Há cerca de 8 anos, fui chefe de um sujeito bem peculiar. Costumávamos chamá-lo de “Solto”. Tinha uns 28 anos e era webdeveloper.
Era usuário de Linux, mas não de qualquer um — tinha que ser o Slackware. Usava um par de headphones enormes, que o ajudavam na sua prática diária de air drumming. Durante o horário de trabalho. Seu estilo estava mais para Keith Moon ou Mitch Mitchell: quando começava a tocar, o prédio todo percebia. Gesticulava e golpeava os pés nos chão com força, fazendo o andar todo tremer.
Cantava em voz alta, enquanto hackeava códigos em PHP. Emocionava-se (quase aos prantos) ouvindo Pink Floyd no último volume. E quando chegava a algum beco sem saída lógico, jogava os fones na mesa, levantava-se bruscamente e saia para fumar.
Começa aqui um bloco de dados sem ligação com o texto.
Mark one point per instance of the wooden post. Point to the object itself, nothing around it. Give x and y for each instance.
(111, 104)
Enfim: era, digamos… polêmico. Mas quase todos os colegas de trabalho aprenderam a apreciá-lo. Eu também. Em especial, porque era quase religioso em suas convicções morais, em seu senso de justiça e companheirismo. Faria qualquer coisa pelos amigos, certamente.
Mas eu vivia em conflito existencial a respeito do Solto. Achava que ele enrolava para entregar seu trabalho. Várias vezes pensei em demiti-lo. Nunca tive coragem. Por um lado, porque, afinal, eu o admirava como pessoa. Por outro, não conhecia bem a complexidade do código que ele criava.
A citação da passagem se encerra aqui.